Elsewhere in the warehouse, Batou and Togusa were chasing the Major’s signal as quickly as they could. It had been inactive for some while, but now it was on again and they intended to speed to her side—while fighting their way through the yakuza guards that kept springing into their path. Despite the fact that the Section Nine agents were better armed, better trained and a lot better prepared than their enemies, Batou was starting to have some concerns about how much ammo they had left.

And yet more yakuza poured into the hallway. “Togusa!” Batou yelled.
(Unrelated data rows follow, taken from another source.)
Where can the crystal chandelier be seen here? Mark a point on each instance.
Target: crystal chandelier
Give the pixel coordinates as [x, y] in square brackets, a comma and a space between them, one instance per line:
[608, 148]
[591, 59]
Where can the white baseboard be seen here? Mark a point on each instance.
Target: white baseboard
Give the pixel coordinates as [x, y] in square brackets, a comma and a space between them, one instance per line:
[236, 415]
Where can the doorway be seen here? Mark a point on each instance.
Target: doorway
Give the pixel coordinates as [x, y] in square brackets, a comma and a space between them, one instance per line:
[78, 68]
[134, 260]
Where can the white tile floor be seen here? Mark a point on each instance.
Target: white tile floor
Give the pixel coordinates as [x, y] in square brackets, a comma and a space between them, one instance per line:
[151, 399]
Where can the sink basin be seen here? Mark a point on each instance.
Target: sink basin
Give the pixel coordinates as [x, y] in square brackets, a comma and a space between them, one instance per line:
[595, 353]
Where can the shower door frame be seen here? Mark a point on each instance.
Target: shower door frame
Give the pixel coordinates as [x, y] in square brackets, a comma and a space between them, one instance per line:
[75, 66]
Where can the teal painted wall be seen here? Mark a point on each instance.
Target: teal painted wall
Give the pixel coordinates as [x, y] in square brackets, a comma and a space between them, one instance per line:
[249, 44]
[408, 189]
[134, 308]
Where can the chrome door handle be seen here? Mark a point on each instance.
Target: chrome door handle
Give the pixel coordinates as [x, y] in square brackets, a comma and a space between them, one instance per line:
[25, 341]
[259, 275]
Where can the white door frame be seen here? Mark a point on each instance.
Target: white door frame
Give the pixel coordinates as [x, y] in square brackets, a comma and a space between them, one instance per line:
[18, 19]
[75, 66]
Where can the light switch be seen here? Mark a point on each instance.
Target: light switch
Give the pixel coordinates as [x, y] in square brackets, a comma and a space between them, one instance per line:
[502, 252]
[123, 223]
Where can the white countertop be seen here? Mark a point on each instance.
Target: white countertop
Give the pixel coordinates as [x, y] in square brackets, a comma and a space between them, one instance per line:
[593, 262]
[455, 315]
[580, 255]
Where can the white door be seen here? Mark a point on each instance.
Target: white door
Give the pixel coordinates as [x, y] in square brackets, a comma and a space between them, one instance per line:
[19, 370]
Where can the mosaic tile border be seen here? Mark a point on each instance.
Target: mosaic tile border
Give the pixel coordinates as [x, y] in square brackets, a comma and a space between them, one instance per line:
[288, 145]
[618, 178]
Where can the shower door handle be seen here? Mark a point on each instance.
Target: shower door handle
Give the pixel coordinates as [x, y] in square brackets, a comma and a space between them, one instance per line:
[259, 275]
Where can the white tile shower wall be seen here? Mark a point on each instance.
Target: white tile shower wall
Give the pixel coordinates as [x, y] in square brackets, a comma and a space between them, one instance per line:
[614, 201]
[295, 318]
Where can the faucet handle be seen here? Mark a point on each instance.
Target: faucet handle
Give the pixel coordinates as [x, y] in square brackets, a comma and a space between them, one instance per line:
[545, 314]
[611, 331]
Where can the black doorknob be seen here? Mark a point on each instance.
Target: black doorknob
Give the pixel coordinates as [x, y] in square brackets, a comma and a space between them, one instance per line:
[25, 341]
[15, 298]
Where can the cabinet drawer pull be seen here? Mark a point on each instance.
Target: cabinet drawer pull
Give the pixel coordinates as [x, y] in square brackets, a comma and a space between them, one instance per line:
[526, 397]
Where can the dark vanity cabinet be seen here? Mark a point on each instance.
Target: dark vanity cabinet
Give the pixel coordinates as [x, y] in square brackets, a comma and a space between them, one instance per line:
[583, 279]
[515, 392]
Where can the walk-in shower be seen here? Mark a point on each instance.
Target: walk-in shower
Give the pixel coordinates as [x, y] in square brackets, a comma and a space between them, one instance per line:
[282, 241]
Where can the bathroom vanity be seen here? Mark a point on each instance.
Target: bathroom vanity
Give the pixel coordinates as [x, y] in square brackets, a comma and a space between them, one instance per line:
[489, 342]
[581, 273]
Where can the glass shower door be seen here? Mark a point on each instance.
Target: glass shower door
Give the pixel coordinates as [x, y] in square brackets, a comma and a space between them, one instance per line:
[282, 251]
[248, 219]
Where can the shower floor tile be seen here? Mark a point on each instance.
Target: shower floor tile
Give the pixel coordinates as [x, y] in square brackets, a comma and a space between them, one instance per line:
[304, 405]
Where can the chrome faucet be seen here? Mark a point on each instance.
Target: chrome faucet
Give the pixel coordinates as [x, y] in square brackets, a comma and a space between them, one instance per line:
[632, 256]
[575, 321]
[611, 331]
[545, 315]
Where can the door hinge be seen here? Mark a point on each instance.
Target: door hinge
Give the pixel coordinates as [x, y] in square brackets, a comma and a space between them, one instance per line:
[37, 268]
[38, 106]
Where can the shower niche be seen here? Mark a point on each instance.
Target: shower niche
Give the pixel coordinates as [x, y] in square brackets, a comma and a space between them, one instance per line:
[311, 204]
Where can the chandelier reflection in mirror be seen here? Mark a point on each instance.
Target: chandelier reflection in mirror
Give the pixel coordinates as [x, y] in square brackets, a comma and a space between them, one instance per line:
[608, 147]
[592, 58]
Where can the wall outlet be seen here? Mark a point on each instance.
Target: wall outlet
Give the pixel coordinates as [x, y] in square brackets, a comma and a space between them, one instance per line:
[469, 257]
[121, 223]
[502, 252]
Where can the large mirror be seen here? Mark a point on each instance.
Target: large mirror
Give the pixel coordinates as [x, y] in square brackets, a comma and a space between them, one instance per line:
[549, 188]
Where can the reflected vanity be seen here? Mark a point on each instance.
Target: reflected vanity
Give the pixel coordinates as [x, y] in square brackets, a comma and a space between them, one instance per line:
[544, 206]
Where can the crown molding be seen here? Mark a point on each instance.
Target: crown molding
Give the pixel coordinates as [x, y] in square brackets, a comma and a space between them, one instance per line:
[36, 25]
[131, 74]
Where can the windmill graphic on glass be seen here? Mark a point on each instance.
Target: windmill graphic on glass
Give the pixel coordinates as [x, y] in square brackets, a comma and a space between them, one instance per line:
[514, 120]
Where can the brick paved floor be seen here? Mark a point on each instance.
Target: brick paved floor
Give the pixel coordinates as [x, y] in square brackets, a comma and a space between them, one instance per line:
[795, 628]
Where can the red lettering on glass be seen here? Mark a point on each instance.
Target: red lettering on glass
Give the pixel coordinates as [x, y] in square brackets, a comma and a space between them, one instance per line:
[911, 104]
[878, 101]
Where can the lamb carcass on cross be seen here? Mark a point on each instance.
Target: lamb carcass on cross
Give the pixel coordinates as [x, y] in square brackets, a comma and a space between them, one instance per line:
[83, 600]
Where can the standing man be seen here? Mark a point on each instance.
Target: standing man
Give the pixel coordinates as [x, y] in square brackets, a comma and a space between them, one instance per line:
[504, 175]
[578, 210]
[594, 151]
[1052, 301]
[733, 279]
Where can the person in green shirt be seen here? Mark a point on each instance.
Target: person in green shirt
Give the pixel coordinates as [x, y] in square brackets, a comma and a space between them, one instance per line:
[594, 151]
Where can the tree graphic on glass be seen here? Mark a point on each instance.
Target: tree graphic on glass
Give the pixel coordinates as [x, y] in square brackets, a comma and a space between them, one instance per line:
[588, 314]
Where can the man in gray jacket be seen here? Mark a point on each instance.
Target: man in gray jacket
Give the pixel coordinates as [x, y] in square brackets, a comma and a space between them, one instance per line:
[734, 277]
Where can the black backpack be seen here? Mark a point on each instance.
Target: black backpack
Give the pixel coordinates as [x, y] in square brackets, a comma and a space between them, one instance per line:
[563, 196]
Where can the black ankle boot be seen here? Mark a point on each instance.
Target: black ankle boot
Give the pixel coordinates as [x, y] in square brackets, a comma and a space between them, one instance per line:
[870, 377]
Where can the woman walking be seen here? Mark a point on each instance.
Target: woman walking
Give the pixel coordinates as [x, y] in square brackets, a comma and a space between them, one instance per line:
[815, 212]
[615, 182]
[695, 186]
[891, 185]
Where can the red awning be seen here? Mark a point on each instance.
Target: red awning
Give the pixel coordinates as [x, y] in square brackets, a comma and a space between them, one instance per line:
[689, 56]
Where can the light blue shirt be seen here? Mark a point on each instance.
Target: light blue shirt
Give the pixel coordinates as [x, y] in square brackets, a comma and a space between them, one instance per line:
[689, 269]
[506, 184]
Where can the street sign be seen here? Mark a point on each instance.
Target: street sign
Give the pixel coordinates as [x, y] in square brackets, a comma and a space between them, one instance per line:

Togusa sprang to the side to kick down a closed door, while Batou lay down a spray of covering fire for him, mowing down the men trying to kill them both.

The Major had stopped fighting Kuze and was listening to what he had to tell her. It was horrible, it turned her world upside down, but there was too much proof he was telling the truth.

“Don’t… take the medication… that they give you,” he warned her. “They use it to suppress your memories. Your shell belongs to them, but not your ghost. Your ghost is yours. Remember that, and maybe you… can remember it all.”

He might have said more, but a grenade blast tore one of the doors off its hinges. Batou and Togusa sprinted in through the roiling dust. Batou at once levelled his gun at Kuze. “Get away from her!” Batou shouted. “Get down on the ground… now!”

Kuze pulled two Uzis, firing them simultaneously at Batou and Togusa until the weapons clicked on empty. The two agents ducked for cover and returned fire, but no one was struck in the exchange. Kuze dropped the machine guns, turned and ran, vanishing into the surrounding darkness. Somewhere down the hall, a door slammed.

“Major!” Batou shouted.

He was relieved to see that she appeared unharmed—but she was staring at him with distrust. In disbelief, Batou watched as the Major turned and fled through the doorway. “Major!” he shouted again. He got no answer.